The New Zealand dollar eased to around $0.599 on Wednesday, snapping a three-day winning streak, as investors digested mixed signals from the country’s latest labor market report.
Kiwi dollar drifts lower
While the unemployment rate remained unchanged at 5.1% in the first quarter—slightly better than the expected 5.3%—the details of the report highlighted persistent underlying weakness in the job market. Employment edged up just 0.1%, in line with forecasts, but wage growth decelerated more sharply than anticipated, with private sector hourly earnings rising at their slowest pace in over two years. The participation rate also dipped slightly, suggesting some labor force withdrawal and hinting at structural softness in the employment landscape.
These figures reinforced expectations that the Reserve Bank of New Zealand will shift to a more accommodative stance. Markets are currently pricing in a 25-basis-point rate cut at the central bank’s upcoming meeting later this month, with at least two more reductions anticipated by year-end amid signs that economic momentum continues to cool. Policymakers are increasingly concerned about sluggish domestic demand, soft housing activity, and a drop in consumer confidence, all of which could weigh further on employment and inflation prospects.

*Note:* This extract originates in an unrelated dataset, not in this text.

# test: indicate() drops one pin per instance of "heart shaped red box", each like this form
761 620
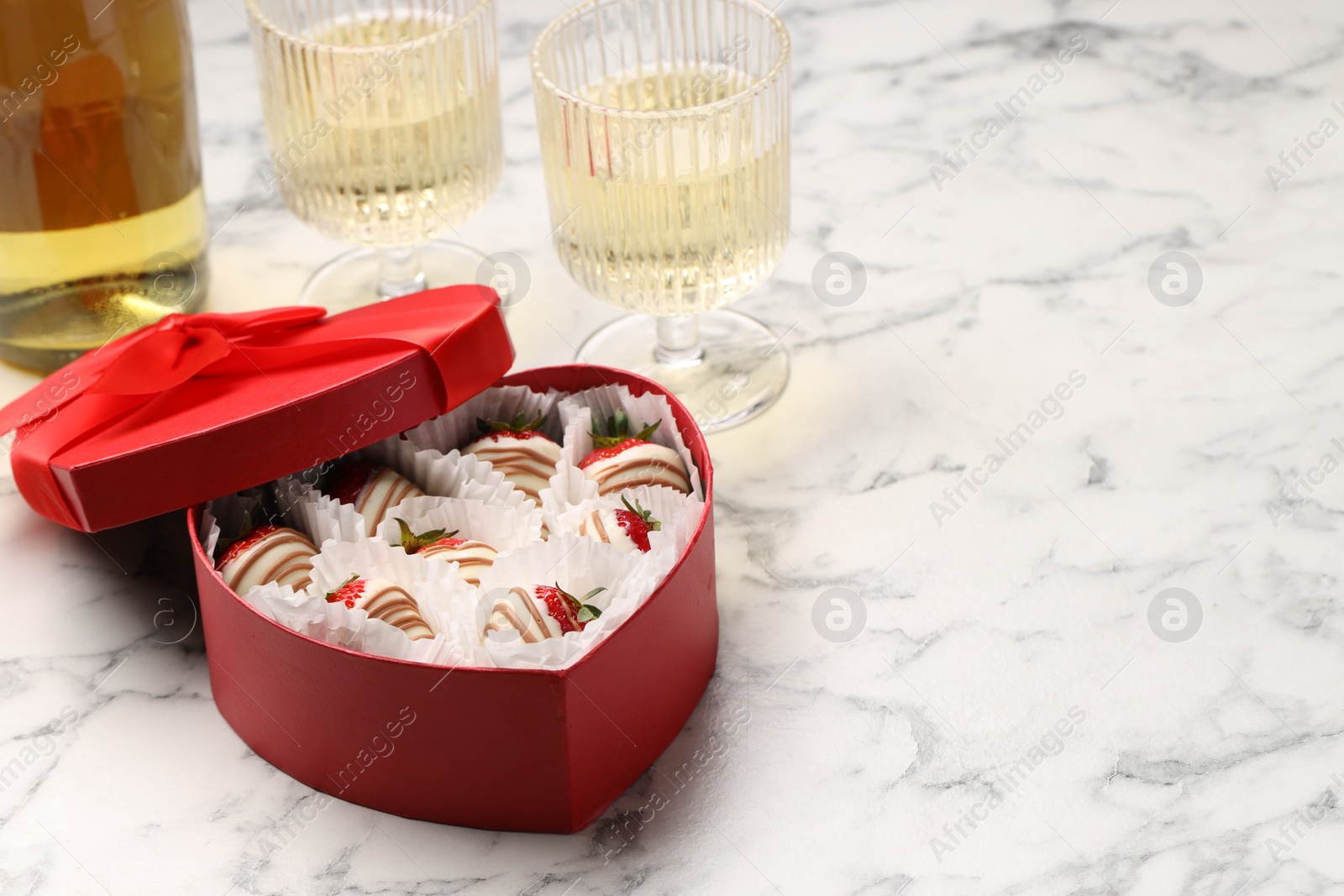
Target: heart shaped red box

Pressure offset by trade war positive news
Nevertheless, downside pressure on the Kiwi dollar was partially offset by growing optimism over international trade conditions. Hopes for a breakthrough in US-China relations lent support to risk-sensitive currencies, including the NZD. Officials from both countries are scheduled to meet in Switzerland later this week to rekindle trade negotiations, after months of escalating tariffs and retaliatory measures. The talks are seen as a crucial step toward resolving tensions that have disrupted global supply chains and dampened sentiment in export-driven economies like New Zealand’s.
Elsewhere, broader movements in the US dollar and commodity markets also influenced NZD performance. A softer greenback, driven by dovish expectations for the Federal Reserve’s policy outlook and political pressure on rate policy from the White House, helped cushion losses in the Kiwi. Additionally, stabilization in global dairy prices—New Zealand’s top export—offered some fundamental support for the currency, though analysts note that a meaningful rebound in export revenue is needed to shift the RBNZ’s outlook more decisively.
Looking ahead, traders will be closely watching the RBNZ’s monetary policy statement for updated guidance, as well as the outcome of trade discussions in Europe. Any hawkish surprises or signs of progress on the trade front could limit further downside in the NZD, although persistent labor market weakness and dovish central bank expectations remain a key drag.